When I talked to my friends, they suggested starting somewhere a bit less overwhelming, like a top 5 book, or as my friend Ashley suggested, and she does know me very well, books that I disliked this year. I think it's good practice for my future "Top 10s" posts.

Stay tuned for which books I thought were noteworthy!


Tuesday, December 22, 2015

Which is Better? Hannibal by Thomas Harris

Alright, I've started, and re-started, and re-re-started the post for this blog, and I can't even begin to introduce this monstrosity of a story that managed to be published as a book, and then turned into a film adaptation. I'm just at a lost for words. They all needed a good thing to remain a good thing with Silence of the Lambs.

So, the sequel of this movie does not have the original director, original main lead or the original script writer. This bodes well. Anthony Hopkins came back as Hannibal Lector cause man gotta eat! I'm also sure that playing someone like Hannibal is really fun, even though I still think he's a Gary Stu.

They took out a few characters, like Margot and Jack Crawford. They weren't really needed in the film, as they just added flavor to the book. Jack Crawford's story in the book is pretty sad, and I loved how they interpreted his character for the show. Margot... I thought she was a poorly written character to begin with, so I was relieved that that they didn't include her in the movie, because I can only imagine how they would interpret her.

They also left alone Hannibal's surgeries... only to disguise him with big... hats. That's right. The most wanted man in the world remained uncaught because he wore big hats and sunglasses in the movie.

There are other similarities and differences between the book and the movie. The stuff in Italy is mostly the same, with the rescue of Hannibal by Starling after she is put on administrative leave. There isn't mention of Mischa, the sister that was cannibalized by Nazi deserters when he was a young child.
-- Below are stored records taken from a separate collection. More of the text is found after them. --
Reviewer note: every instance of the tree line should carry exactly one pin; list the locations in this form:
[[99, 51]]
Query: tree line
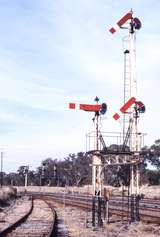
[[75, 170]]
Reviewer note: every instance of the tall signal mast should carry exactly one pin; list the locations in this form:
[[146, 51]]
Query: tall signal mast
[[130, 117]]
However, what I really want to discuss is the ending of the book, and the ending of the movie. I'm relieved, as I think everyone involved in the movie that Harris agreed to allow the movie script to be completely rewritten. The ending... absolutely blew in the book, as I reviewed. Even though I think the story is crappy, the ending of the movie was a heck of a lot better than the book. So in the movie, Hannibal rescues her after she is wounded after rescuing Hannibal from the Verger Farm.
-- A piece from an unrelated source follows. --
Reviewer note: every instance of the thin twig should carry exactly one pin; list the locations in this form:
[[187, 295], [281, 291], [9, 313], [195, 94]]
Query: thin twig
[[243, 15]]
They run off and Hannibal, a licensed medical doctor, treats Starling's wounds. At one point, she awakes to find an evening dress and invited down to dinner. She does... to find Knedler there. She watches horrified as Hannibal feeds Knedler's brain to him. She tries to attack him and he overpowers her. They kiss, and Clarice manages to put handcuffs on them so he won't get away. The police are on their way to the residence, and Hannibal wields a meat cleaver to cut off his hand.

Clarice still remains true to her character by still desiring to catch the bad guy and not completely give into Hannibal's sociopathic charms. At least Clarice didn't do a 180 character turn where she decides that Hannibal is her end all be all, and HEY, LET'S HAVE A RELATIONSHIP WITH A CANNIBAL. Like, Clarice, he defo is on the run from the law and broke out of a mental institution. Maybe you should, idk, get away from him?

There isn't much else to say about this, except Silence of the Lambs is my favorite book and movie out of the entire series. I wished, like I think everyone else wished, that the book was better and that the movie had better material to go off of.